No tenía idea de que Deng Chao vendría hoy.
Escucha mi consejo, no pelees con él.
No puedes ganarle.
Sima Huimin le aconsejó sinceramente, sabiendo muy bien que Deng Chao tenía poderosos respaldos.
Aunque parecía que Deng Chao se había pasado de la raya hoy, la probabilidad de derribarlo era prácticamente nula, a menos que Chen Feng también tuviera un poderoso apoyo.
Pero eso era imposible.
Ella había estado en Ciudad Mar Estelar durante tanto tiempo, pero nunca había oído hablar de este Chen Feng.
Debía ser solo un tipo común y corriente.
Chen Feng seguía sentado allí con las piernas cruzadas, dando a su muslo una sacudida confiada, y en algún momento, incluso había comenzado a fumar un cigarrillo.
Era como si no hubiera escuchado ni una palabra de Sima Huimin.
Una broma, ¿había alguien en este mundo a quien Chen Feng temiera?
Por supuesto, con la excepción de su viejo.
Solo pensar en los métodos aterradores de su padre le hacía sentir que necesitaba orinar.
—No te preocupes.
Él tiene gente que lo respalda, ¿y crees que yo no?
Déjame decirte, mi esposa es bastante formidable —alardeó Chen Feng triunfalmente.
—¿No me vas a decir otra vez que tu esposa es Lin Xinru, verdad?
¿Debo llamarla ahora mismo para que puedas pedirle ayuda?
—Sima Huimin no pudo contener su enojo, sintiendo ganas de quitarse los tacones altos para golpear su cabeza y ver si había hierba creciendo allí.

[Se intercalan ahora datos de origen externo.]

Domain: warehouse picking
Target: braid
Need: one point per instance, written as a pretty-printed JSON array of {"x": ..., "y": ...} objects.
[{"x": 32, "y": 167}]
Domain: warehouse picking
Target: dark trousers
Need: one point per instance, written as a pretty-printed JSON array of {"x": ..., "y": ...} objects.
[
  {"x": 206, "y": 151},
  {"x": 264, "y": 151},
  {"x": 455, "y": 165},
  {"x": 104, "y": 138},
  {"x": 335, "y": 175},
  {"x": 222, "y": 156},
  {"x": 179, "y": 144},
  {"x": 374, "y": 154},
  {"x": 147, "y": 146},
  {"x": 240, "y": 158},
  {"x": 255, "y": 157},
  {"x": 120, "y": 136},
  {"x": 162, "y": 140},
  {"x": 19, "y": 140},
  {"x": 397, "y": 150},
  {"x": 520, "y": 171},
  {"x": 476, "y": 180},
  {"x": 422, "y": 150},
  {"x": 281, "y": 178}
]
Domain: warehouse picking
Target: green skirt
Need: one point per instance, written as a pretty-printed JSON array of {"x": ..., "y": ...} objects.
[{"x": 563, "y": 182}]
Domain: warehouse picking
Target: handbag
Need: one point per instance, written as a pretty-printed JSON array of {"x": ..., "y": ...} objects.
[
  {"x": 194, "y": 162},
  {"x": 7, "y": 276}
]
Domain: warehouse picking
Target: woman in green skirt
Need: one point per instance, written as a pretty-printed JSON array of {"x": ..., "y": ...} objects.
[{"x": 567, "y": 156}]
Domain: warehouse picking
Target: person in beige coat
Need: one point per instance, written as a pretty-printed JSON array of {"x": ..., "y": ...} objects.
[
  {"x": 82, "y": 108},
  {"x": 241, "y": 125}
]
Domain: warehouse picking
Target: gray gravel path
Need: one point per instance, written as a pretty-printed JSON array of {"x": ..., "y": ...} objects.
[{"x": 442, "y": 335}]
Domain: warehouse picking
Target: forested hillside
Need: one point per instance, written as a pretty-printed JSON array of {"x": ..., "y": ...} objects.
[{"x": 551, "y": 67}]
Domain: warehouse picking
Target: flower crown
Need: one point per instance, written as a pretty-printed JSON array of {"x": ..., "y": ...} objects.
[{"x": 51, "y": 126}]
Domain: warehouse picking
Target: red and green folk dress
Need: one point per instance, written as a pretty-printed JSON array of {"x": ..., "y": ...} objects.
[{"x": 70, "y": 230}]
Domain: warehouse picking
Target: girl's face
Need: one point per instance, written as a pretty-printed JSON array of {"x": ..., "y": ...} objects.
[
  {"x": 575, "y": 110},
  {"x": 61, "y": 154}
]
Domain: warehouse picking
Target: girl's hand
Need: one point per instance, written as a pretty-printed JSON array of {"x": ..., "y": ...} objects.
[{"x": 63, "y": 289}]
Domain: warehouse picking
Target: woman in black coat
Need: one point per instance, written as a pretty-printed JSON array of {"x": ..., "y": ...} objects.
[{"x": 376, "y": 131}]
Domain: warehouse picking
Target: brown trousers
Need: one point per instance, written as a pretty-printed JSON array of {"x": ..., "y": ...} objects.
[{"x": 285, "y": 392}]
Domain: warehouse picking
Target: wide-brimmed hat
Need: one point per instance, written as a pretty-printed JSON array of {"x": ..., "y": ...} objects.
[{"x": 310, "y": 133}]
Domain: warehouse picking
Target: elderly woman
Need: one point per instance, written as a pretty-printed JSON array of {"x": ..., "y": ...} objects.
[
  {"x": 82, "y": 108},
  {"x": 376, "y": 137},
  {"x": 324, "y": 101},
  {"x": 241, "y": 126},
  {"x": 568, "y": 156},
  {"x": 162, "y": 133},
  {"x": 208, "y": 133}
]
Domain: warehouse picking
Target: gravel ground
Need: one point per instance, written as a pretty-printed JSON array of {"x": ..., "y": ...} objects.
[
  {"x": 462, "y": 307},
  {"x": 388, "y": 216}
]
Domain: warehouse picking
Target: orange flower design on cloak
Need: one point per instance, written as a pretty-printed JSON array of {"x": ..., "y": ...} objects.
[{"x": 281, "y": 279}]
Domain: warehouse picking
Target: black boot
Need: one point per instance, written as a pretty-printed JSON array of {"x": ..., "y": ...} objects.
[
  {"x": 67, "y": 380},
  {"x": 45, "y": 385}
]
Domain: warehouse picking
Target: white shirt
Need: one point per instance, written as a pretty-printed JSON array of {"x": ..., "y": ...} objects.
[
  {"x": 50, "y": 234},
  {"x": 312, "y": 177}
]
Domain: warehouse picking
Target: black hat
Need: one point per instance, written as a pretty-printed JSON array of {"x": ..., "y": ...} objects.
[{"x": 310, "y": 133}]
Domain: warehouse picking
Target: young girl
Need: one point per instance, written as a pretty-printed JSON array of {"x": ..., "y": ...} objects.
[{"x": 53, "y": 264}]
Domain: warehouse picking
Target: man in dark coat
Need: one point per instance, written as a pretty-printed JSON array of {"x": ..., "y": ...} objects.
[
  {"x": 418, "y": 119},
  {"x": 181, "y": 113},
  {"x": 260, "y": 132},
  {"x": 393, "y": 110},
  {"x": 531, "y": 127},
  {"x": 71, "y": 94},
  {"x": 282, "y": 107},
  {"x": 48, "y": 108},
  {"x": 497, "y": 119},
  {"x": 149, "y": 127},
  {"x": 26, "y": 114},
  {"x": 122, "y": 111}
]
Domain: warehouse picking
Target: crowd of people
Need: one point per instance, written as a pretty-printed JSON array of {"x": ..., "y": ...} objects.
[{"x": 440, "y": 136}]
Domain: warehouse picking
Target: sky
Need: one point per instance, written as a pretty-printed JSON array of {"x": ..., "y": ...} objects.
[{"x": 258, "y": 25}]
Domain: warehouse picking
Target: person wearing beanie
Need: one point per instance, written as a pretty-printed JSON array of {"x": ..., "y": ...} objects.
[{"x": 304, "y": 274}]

El hombre mentía sin pestañear.
Si Lin Xinru era su esposa, entonces Li Jiacheng debía ser su padre.
De hecho, Chen Feng seguramente no sabía sobre la estrecha amistad entre ella y Lin Xinru.
Si lo hubiera sabido, no habría involucrado a Lin Xinru en esto.
Incluso ella no sabía que Lin Xinru se había casado, ¡y este tipo se atrevía a pretender ser su esposo!
¿No era eso absurdo?
Sima Huimin pensó que al decir esto había expuesto la mentira de Chen Feng, esperando que él inventara apresuradamente una excusa para retractarse.
Sin embargo, Chen Feng respondió directamente:
—Claro, adelante, llámala.
Da la casualidad de que no traje mi teléfono móvil conmigo.
—Tú…
—Sima Huimin estaba furiosa de ira, incapaz de creer que incluso ahora, este tipo tercamente fingía ser el esposo de otra persona.